Below King lists important points to consider when drilling overseas.

  1. Make sure you have evacuation insurance for medical emergencies, not just payment for in-country treatment. Most non-governmental organizations require it, some will pay for it, or give it to you at a group discount. There may be some countries or conditions that travel insurance will not cover. With the recent violence in Haiti, the alert level was temporarily raised to level 4. Some volunteer trips were canceled because their insurance would not cover travel to level 4 countries.“My satellite phone had an emergency button on it that will initiate a search and rescue operation. But it only covered specific countries and didn’t cover acts of war, etc.,” King says. “Fortunately, my wife and I have never had to be evacuated, so I don’t have firsthand knowledge of how it would actually work.”
  1. As the old saying goes, “If it sounds too good to be true, it usually is.” There are many people eager to help you get equipment through customs at a cut-rate price that may or may not be true. Talk to people who have actually shipped equipment recently and rely on their advice.“There are good reliable agencies who work with good honest people in customs,” he says. “Find them and stick with them.”

    Be prepared to pay more than originally quoted. King says in one country they had a letter giving them the customs fees, but when the rig arrived, they were presented with another letter from the same agency with a quote three times higher.

    “Preparing equipment, I’ve welded tool boxes shut, chained and locked everything and still had theft,” King shares. “I once found one of my truck batteries hidden in the mast of the rig and found bolts missing from various places.”

    When it is unloaded it may be moved to a storage location, so have the trucks in drivable condition. He adds to make sure the drill rig jacks are chained in the up position.

    “Many years ago, I was slightly involved with a rig sent overseas; it sat for a while in storage when the customs employees needed to move it,” King says. “The front jack had settled to the pavement, and when they towed the rig, the jack broke off and went under the rig, hitting a gearbox and punching a hole in it. We shipped a 22W to another country; it sat in customs almost a year; when we finally got it, it had a ‘for sale’ sign on it.”
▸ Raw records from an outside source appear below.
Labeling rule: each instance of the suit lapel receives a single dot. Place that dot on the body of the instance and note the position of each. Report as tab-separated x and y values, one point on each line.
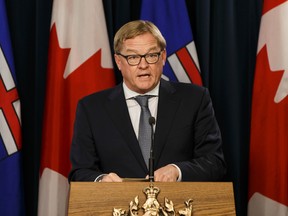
117	108
167	107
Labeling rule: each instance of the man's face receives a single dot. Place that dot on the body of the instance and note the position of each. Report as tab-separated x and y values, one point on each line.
143	77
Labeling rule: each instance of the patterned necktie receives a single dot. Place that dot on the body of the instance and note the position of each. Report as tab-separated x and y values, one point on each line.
145	130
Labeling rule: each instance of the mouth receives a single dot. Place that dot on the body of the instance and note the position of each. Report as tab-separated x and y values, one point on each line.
144	75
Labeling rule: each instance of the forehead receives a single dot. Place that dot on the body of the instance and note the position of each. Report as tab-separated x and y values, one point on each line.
140	43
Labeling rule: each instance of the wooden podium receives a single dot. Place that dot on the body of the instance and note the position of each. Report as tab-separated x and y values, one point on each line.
209	198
    If possible, arrange to have any containers unloaded and inspected at your facility, not at the customs facility, King says. He says you will have to pay more, but you have a better chance of avoiding theft.

    “Large NGOs and commercial companies usually have arrangements that allow duty-free shipment, which avoid many of these challenges,” he says. “You may be able to bring things through one of these but be very aware of any future favors required. If you put something in someone else’s name for shipping, they may have legal ownership, and you may have challenges in the future. A friend did just that and was never allowed to use his rig once it arrived.”
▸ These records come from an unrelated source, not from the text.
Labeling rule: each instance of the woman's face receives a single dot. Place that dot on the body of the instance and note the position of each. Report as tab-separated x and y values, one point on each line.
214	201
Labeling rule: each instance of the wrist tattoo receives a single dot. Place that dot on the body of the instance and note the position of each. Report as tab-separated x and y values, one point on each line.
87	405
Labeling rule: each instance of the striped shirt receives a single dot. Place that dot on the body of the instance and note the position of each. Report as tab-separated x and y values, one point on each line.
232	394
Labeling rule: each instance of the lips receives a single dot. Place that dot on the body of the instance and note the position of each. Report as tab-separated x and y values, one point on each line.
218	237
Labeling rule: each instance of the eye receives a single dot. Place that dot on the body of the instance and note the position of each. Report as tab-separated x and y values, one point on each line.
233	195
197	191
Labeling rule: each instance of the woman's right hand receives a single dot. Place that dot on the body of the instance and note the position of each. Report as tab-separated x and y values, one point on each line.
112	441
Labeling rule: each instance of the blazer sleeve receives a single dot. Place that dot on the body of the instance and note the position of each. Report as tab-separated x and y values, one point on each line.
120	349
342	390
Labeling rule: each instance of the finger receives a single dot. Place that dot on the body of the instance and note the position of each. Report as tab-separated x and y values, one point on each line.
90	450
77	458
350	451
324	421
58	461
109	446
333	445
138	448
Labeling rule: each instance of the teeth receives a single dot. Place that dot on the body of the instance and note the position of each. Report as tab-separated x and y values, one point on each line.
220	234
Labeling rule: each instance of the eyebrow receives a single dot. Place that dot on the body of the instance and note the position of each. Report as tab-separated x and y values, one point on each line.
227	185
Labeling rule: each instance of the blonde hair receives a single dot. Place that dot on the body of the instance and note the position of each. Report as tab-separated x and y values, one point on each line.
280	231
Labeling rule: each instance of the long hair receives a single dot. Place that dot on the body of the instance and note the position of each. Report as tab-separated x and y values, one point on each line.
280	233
  2. Make sure all your shots are up to date and start taking anti-malarial medication before you leave. Have your affairs in order, have emergency contact numbers, memorize your passport number, have a copy of it with you, and have anti-diarrheal medication with you. If you require medication, take at least one to two extra weeks worth with you and leave it in prescription bottles with your name on it and make sure it’s not expired. Let your leader know of any allergies or special needs (allergy to bees, seafood, etc.).Like Powell, King says to be flexible because trips rarely go exactly as planned. Flights may be delayed, so make sure your carryon luggage has your necessary medications in case you spend a couple days in an airport.

    “I usually carry a couple protein bars as some airports may not have food your stomach will appreciate,” he says, “and some airports do not have toilet paper.”

  3. King advises to keep multiple copies of well records.
  4. Lastly, King has kept his membership with the National Ground Water Association as an attempt to promote water well drilling as a profession with an obligation to protect groundwater as a precious resource. He stresses maintaining your professionalism. “No matter where we drill, we must protect uncontaminated aquifers.”